Гарри переводит взгляд от подсолнуха на темный камин. Ух, и что это он затеял! По спине пробегает дрожь. Воровато оглядевшись, Гарри подходит ближе. На каминной полке - котелок с летучим порохом.
На ощупь порох напоминает крупно молотую муку. Трешь в пальцах - и чувствуешь в похожей на пыль массе мелкие твердые хлопья. Гарри разглядывает растертую по ладони щепоть изумрудного пороха, и к горлу подкатывает тошнота.
Так бывает перед квиддичным матчем - это не страх скручивает желудок, а желание ринуться в игру, взмыть в небо - оказаться как можно скорее в деле!..
Гарри вконец перестает понимать, что чувствует, и решительно зачерпывает горсть пороха. Все просто, кидаешь порох, говоришь адрес - и оказываешься там, где нужно. Вспоминая свое прошлое путешествия через каминную сеть, Гарри мысленно поправляется: говоришь адрес как можно четче! - и уже тогда-а...
- Куда ты собираешься?
...порох сыплется на пол. Тьфу. Черт, черт! Гарри чешет в затылке, не оборачиваясь, и жалеет, что не умеет ходить сквозь стены.
- Гарри?
Приходится все-таки обернуться.
Большие темные глаза глядят из-за спинки кресла.

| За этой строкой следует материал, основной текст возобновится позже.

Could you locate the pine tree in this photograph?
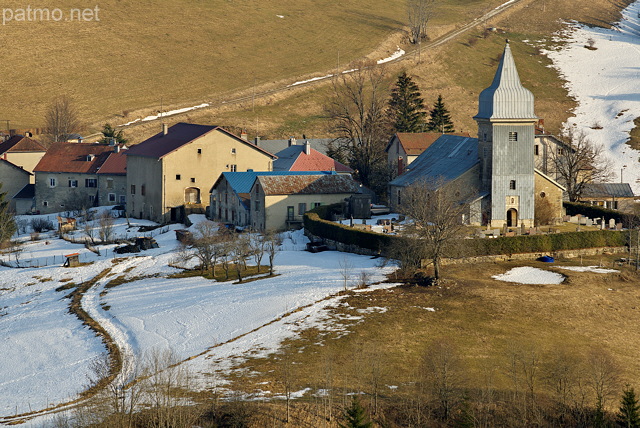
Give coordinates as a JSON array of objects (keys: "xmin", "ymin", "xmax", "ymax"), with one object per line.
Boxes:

Джинни моргает несколько раз и начинает ворочаться, вылезая из вязаного кокона, в котором, видимо, задремала вечером. И как это миссис Уизли не заметила, что Джинни не в постели?
- Э-э...
На ум не приходит ничего спасительного. Черт, ну и где его умение выкручиваться! Ведь удалось ему отвязаться и от миссис Уизли, и даже от Рона, и с Хагридом он
придумал выход... А теперь к нему подбирается девчонка, а он, дурак дураком, ничего не может сказать!

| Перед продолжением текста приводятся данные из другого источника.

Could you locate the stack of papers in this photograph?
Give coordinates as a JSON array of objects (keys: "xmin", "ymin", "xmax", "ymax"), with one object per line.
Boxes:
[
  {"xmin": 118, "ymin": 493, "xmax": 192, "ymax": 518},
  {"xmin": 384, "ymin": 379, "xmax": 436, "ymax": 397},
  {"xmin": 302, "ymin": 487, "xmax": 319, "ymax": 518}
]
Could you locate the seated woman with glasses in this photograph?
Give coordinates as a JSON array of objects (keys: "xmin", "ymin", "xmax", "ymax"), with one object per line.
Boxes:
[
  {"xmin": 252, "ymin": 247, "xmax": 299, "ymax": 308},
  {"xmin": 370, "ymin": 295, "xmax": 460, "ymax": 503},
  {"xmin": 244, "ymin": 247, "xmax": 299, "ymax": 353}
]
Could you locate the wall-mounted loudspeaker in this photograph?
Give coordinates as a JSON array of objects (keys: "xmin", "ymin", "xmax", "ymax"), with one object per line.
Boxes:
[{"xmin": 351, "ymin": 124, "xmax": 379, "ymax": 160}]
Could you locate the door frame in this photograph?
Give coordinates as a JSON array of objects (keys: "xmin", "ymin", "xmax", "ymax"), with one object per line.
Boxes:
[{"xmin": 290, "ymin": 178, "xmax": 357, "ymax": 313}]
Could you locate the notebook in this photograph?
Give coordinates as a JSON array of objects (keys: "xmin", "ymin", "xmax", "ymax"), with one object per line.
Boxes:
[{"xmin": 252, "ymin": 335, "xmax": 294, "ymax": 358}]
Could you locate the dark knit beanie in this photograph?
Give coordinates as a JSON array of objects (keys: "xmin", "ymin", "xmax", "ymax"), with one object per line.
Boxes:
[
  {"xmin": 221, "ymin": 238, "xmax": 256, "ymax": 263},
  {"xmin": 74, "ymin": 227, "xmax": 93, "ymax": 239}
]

Джинни, прикусив губу, осматривает его с головы до ног и, не сводя глаз с синих сапог, замечает:
- Это мои сапоги.
- Э... да? Они довольно большие.
- Ну и что? Рональд сможет носить свои, даже когда ему будет пятьдесят. Все детские валяются в сарае, и наверняка их погрызли мыши. Так куда ты идешь - в моих сапогах и с этой сумкой?
Подсолнух порхает прямо над ней, подсвечивая и без того покрасневшие щеки. Джинни кажется ужасно смущенной, но это не мешает ей выпалить почти грозно:
- Сбегаешь, да?
Гарри удивленно моргает.
- Нет, ты что. Зачем мне? Думаешь, мне хочется обратно к Дурслям? Я бы и не ушел вот так, никому ничего не сказав. Я... по делу. Я вернусь до утра, Джинни. Не говори никому... ладно?
Заканчивает он со вздохом. Джинни похожа на сердитого зверька, и весь ее вид говорит: не ладно. От досады хочется застонать. Ну надо же попасть впросак вот так! Гарри машинально поправляет сползшую лямку и замирает. Черт возьми, да ему и в самом деле некогда чесать языком! Крысиный подонок может очнуться в любой момент - и что тогда?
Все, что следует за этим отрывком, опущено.